Industry News Desk
IBM & SoftLayer Get to Poke AWS in the Eye
SoftLayer offered the power and speed needed, as well as the raw compute, without any extra virtualization
By: Maureen O'Gara
Aug. 2, 2013 08:00 AM
Amazon Web Services has lost a nice piece of glory business to SoftLayer, the public cloud company IBM just paid an estimated $2 billion to buy reportedly for the pleasure of poking AWS in the eye.
Big Blue just got that distinct pleasure, heightened by the fact that it's making a nice chunk of change off the deal.
Here's what happened.
Amazon was supposed to host the first cloud-based DARPA Virtual Robotics Challenge (VRC). The idea was for some of the world's best engineers to develop their software in a virtual simulation, a challenge in itself, before getting to the actual robot phase of the competition.

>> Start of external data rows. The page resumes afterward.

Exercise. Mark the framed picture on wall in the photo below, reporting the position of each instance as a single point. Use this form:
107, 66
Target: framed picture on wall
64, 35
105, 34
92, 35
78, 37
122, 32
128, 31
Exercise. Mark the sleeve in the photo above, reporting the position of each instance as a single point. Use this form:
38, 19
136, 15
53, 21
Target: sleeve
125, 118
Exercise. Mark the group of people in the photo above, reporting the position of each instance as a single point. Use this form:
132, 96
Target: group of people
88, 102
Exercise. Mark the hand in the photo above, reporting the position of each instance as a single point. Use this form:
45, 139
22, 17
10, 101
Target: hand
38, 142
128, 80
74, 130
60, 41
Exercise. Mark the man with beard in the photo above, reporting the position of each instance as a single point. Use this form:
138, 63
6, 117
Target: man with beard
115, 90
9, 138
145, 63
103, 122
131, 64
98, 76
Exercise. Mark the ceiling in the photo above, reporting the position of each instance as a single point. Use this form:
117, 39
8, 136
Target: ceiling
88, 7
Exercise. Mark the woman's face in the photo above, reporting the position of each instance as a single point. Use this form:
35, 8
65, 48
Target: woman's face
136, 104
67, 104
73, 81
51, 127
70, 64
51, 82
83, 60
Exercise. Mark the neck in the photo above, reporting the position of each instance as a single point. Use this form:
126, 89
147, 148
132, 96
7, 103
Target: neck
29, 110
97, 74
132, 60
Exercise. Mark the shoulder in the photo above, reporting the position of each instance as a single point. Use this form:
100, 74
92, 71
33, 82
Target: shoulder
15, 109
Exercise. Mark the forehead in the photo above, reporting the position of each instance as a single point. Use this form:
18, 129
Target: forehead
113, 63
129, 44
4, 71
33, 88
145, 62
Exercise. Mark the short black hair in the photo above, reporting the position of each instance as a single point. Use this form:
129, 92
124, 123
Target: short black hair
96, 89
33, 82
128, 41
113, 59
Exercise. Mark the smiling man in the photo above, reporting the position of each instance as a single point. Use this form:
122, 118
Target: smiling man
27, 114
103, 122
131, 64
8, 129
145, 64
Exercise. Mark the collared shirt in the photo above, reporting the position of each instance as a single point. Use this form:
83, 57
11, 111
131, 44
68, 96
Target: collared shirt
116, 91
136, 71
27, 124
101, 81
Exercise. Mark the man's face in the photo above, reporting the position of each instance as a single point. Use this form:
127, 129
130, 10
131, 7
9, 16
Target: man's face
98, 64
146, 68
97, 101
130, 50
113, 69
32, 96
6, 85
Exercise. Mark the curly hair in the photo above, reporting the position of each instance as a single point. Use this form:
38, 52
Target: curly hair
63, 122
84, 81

Well, after initially using AWS, the Open Source Robotics Foundation (OSRF), which runs the annual competition, ran into trouble with the speed of Amazon's server communication. So it switched to SoftLayer's bare metal platform, which was reportedly the only one it could find that could shorten communication loops between machines to 1k/second.
SoftLayer offered the power and speed needed, as well as the raw compute, without any extra virtualization.
The software developed in the VRC is supposed make a robot execute tasks that would be required of emergency personnel in a disaster response situation.
The VRC drew more than 100 teams from around the world and SoftLayer's cloud platform let them compete remotely.
The winners of the virtual competition will now move onto the next stage of the DRC and run the software they tested during the VRC in physical robots during a live event. This disaster-recovery robot is considered to be a lot tougher job to pull off than the pansy self-driving cars of past competitions and a good reason to test the stuff in a virtual environment first.
The robots will ultimately have to pull a lever or push a button in a disaster zone with minimal supervision and competitors in the DRC are expected to focus on robots that can use standard tools and equipment commonly available in human environments, ranging from hand tools to vehicles, with an emphasis on adaptability to tools with diverse specifications.
SoftLayer's chief scientist Nathan Day said, "The first Virtual Robotics Competition is an exclamation point in the evolution of the cloud, testing its performance limits and highlighting the need for bare metal servers and virtual environments to work in tandem."
In preparation for the VRC, OSRF configured SoftLayer's platform into a highly specialized format so teams could control their own server constellation apart from other teams. Through SoftLayer's API, each team was given five connected servers, including two high-end Nvidia dual-Intel Sandy Bridge servers with GPU isolated from any others in the competition. Teams were able to reload their own servers as needed, and OSRF could reset constellations to their virgin state once each team finished its simulation.
OSRF CEO Brian Gerkey said, "The VRC was an unprecedented initiative and required technology partners that were willing to go the extra mile to assure that this event made its mark in history."
DARPA hopes the creation of a widely available, validated, affordable, community-supported and enhanced virtual test environment will play a catalytic role in the development of robotics technology, allowing new hardware and software designs to be evaluated without needing physical prototyping.